Ce qui me choque le plus dans cette télénovela, c'est le succès indéniable des spécialistes de l'agit-prop. On a d'un cote le diable Angela, et de l'autre le saint Alexis. Le peuple nordique oppresseur, et le latin-grec opprime. La mère fouettard, et le pauvre gamin brime. On croit rêver. Les bons élèves pacifiques sont devenus les tyrans. Les dinosaures bolcheviks, qui essaient de nous refaire le coup de l'emprunt russe, seraient les "opprimes de la terre". 1917 d'opérette. #thisisacoup. Against Europe, oui.

En vérité, c'est la Grèce qui menace l'Europe démocratique ! Pas Angela. La Grèce la menace avec son amateurisme total, la malhonnêteté intellectuelle et pécuniaire de sa classe dirigeante, l'avarice de ses ploutocrates, dont les riches armateurs, le silence assourdissant de son Eglise Orthodoxe, la mauvaise foi de son peuple, qui a perdu toute logique simple. La Grèce, "créatrice" de l'Europe, pourrait également être son fossoyeur.

L'Europe aussi a sa part d'ombre. Au nom d'un certain romantisme intellectuel, VGE en tête, on a voulu faire entrer Platon au club sans oser lui demander sa carte d'identité. "C'est la Grèce, tout de même, berceau de notre civilisation, vous comprenez". Le problème, c'est qu'il y a eu usurpation. C'est Hermès qui s'est engouffre. Le Dieu des commerçants et... des voleurs. Goldman Sachs a la Toison d'Or nous joua une belle pièce de théâtre, uniquement composée de masques comiques, remisant les tragiques en coulisses, au vu et au su de tous les dirigeants européens de l'époque.

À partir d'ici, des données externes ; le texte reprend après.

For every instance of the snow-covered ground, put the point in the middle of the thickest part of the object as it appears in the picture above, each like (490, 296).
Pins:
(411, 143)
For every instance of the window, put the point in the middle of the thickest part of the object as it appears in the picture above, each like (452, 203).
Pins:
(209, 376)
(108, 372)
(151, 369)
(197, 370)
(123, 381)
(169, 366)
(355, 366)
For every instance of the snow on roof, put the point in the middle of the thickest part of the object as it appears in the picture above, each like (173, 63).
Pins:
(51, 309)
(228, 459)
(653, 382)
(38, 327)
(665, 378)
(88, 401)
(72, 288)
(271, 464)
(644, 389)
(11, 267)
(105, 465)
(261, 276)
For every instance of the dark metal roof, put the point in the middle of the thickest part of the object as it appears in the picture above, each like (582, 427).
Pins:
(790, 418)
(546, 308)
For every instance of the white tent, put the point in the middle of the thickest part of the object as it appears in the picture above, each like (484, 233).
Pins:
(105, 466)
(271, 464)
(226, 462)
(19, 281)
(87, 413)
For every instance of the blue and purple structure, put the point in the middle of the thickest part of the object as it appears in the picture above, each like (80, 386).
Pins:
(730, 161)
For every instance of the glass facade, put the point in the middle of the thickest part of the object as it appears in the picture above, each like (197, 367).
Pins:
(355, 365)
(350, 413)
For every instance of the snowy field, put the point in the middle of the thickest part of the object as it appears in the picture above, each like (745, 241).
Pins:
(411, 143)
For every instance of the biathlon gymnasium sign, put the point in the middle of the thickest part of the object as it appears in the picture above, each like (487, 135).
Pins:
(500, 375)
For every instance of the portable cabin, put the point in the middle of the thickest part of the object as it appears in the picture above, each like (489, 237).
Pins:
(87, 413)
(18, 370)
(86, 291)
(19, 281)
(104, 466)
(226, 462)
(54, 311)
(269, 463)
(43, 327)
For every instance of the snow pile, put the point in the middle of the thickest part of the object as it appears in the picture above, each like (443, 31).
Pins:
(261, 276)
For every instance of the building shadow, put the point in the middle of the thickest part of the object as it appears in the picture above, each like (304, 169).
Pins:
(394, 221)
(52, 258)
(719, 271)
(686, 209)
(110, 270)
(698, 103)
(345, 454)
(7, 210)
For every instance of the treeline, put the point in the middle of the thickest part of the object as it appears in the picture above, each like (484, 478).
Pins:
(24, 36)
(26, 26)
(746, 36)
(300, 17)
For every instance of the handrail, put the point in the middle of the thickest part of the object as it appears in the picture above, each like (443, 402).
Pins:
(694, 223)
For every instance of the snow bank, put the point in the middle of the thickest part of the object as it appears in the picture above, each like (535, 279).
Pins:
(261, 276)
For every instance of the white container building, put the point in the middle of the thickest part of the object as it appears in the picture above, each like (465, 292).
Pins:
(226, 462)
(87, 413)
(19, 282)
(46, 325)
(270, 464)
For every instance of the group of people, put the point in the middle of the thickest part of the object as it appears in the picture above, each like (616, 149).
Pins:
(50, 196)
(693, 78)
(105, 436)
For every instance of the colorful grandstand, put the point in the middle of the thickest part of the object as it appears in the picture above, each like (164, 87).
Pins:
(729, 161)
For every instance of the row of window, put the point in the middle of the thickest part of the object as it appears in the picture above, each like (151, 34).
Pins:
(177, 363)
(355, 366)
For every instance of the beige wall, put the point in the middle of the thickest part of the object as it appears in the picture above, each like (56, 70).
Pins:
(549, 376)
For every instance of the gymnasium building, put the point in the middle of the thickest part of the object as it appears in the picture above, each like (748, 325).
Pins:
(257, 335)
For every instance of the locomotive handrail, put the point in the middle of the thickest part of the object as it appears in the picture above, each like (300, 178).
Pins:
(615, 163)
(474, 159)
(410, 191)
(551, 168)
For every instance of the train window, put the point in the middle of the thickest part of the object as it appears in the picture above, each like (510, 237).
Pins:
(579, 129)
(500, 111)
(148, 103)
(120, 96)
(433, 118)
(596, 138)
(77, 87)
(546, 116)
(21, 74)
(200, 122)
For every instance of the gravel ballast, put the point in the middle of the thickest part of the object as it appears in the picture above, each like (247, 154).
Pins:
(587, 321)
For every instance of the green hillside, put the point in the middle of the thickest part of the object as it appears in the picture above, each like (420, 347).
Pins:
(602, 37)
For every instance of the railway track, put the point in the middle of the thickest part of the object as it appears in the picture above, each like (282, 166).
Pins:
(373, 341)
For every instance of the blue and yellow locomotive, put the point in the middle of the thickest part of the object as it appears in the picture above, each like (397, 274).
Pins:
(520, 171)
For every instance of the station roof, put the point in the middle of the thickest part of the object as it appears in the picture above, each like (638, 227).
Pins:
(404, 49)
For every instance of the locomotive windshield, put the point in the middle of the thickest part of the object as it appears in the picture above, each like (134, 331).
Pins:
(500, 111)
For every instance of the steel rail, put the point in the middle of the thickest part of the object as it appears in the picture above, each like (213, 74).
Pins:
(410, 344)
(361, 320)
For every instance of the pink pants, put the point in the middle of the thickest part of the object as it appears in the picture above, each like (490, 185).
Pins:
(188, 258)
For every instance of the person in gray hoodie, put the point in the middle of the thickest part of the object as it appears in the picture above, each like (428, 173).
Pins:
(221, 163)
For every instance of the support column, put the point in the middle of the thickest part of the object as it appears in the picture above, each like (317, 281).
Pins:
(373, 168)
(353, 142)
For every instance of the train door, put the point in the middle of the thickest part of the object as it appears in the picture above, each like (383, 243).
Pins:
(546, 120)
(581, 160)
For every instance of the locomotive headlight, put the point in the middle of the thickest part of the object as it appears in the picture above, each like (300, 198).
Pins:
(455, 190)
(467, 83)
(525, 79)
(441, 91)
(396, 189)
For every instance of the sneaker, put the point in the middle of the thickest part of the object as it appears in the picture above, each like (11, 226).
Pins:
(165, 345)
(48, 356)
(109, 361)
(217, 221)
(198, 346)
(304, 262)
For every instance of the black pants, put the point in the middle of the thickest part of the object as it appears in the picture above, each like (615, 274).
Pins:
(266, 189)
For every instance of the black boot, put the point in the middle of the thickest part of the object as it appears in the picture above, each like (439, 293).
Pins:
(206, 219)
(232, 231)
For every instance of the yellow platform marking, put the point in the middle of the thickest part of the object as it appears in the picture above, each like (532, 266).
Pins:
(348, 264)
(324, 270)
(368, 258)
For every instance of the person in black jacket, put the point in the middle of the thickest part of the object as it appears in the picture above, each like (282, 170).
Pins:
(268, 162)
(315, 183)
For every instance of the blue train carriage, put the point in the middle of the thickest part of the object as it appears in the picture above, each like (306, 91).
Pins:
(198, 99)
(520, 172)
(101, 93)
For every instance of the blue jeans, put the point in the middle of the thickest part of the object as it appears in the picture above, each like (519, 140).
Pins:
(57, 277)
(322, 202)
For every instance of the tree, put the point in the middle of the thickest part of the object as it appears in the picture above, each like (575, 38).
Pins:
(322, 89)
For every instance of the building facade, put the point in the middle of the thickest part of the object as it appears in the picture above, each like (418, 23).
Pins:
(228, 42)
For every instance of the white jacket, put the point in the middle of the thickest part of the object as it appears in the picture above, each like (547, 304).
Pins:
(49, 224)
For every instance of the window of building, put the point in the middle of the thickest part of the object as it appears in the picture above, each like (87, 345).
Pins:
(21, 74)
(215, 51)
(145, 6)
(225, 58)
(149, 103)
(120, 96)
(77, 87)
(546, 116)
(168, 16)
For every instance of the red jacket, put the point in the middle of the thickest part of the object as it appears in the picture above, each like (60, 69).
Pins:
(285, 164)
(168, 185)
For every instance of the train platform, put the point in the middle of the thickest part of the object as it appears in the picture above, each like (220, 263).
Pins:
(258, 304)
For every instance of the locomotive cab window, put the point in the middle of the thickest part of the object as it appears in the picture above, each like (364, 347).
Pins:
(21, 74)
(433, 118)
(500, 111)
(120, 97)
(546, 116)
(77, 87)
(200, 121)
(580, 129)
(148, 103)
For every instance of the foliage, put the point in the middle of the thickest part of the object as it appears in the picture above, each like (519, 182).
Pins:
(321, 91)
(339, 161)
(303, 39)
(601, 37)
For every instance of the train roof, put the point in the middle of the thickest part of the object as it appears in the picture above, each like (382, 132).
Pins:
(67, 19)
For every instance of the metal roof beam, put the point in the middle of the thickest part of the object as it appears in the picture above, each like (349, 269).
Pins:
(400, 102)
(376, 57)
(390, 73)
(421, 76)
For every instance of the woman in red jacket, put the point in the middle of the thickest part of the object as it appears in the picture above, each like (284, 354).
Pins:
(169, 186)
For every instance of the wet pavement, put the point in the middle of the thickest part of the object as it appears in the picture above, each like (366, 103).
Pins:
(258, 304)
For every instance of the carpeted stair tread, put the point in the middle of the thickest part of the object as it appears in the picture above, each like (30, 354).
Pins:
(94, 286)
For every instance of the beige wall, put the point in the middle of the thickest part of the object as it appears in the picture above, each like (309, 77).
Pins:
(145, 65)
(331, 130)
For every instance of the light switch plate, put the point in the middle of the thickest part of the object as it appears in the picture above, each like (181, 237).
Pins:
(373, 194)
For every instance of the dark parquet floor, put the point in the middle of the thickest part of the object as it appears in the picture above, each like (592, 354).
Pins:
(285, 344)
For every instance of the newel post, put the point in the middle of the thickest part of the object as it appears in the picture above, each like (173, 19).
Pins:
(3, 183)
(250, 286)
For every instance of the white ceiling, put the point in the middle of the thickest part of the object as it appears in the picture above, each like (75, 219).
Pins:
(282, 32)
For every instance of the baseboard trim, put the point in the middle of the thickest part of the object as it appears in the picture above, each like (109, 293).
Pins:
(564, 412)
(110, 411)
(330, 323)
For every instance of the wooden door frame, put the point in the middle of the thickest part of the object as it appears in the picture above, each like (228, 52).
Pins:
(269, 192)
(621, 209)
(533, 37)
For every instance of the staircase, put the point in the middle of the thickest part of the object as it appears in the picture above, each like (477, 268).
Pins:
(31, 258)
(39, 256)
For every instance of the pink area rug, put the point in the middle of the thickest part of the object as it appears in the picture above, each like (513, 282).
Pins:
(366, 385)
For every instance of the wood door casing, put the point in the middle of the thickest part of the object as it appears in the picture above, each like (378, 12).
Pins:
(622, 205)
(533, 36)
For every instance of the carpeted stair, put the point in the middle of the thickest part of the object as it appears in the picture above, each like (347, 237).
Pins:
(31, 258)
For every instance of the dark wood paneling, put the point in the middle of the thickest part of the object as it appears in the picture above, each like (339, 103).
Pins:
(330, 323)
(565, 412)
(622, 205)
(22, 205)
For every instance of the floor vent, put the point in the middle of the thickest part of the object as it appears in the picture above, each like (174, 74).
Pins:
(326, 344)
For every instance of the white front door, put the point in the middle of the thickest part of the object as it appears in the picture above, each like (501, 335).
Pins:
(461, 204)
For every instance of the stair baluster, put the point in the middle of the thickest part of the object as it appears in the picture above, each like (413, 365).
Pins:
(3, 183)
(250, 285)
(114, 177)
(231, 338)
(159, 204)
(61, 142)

Au final, cependant, chaque Grec a une part de responsabilité écrasante dans la situation actuelle. Nous connaissons tous un cousin embauche indument dans une quelconque administration ou entreprise publique, se moquant ouvertement de ne pas avoir de bureau, mais touchant un salaire, tout en occupant une autre profession, non soumise à l'impôt. 

Nous avons tous un oncle qui dirige une entreprise familiale de travaux publics, qui a construit 1 km d'une autoroute, engloutissant l'équivalent du prix de 10km, tout ça pour avoir des nids-de-poule dès la première pluie. Sans oublier un autre oncle médecin, qui touchait des enveloppes pour soigner les gens dans un ordre différent. Honteux Hippocrate parjure. Un copain taxi "aveugle" touchant une pension d'invalidité. Une tante patronne de taverne animée, déclarant 12.499 euros de revenus, quand le seuil imposable est de 12.500 euros. Seul un très faible pourcentage des avocats grecs gagne plus de 12.500 euros par an.

Nous connaissons tous Stelios le berger, qui a acheté un énorme 4x4 avec les subventions européennes. Evidemment, il est trop "injuste" de s'attaquer au mythe du berger. Barbe en bataille, œil malin, hâbleur, gardien des collines millénaires de la Grèce. Mais profiteur des subventions agricoles, matois et madré.

Que dire du fisc grec qui roule en Porsche Cayenne ? L a-t-on dénoncé, a-t-on enquêté, puis l a-t-on banni de la Polis ? Non, il était admire. Envie, même ! On cherchait activement un emploi fictif dans son bureau pour le petit-fils ou le cousin par alliance.

Quant aux grands affairistes qui obtenaient tous les contrats publics, et en profitaient pour créer des décharges au bord de la mer, aux frais de l'UE, afin de s'assurer de bien détruire le patrimoine touristique de leur pays, qu'ont-ils fait de leurs milliards ? Ou sont les généreux donateurs a la Grèce comme Onassis ou Averoff ? En Suisse. A Panama. à Hong Kong. Ou tapis dans leur fondation culturelle qui siphonne des millions d'euros d'impôts.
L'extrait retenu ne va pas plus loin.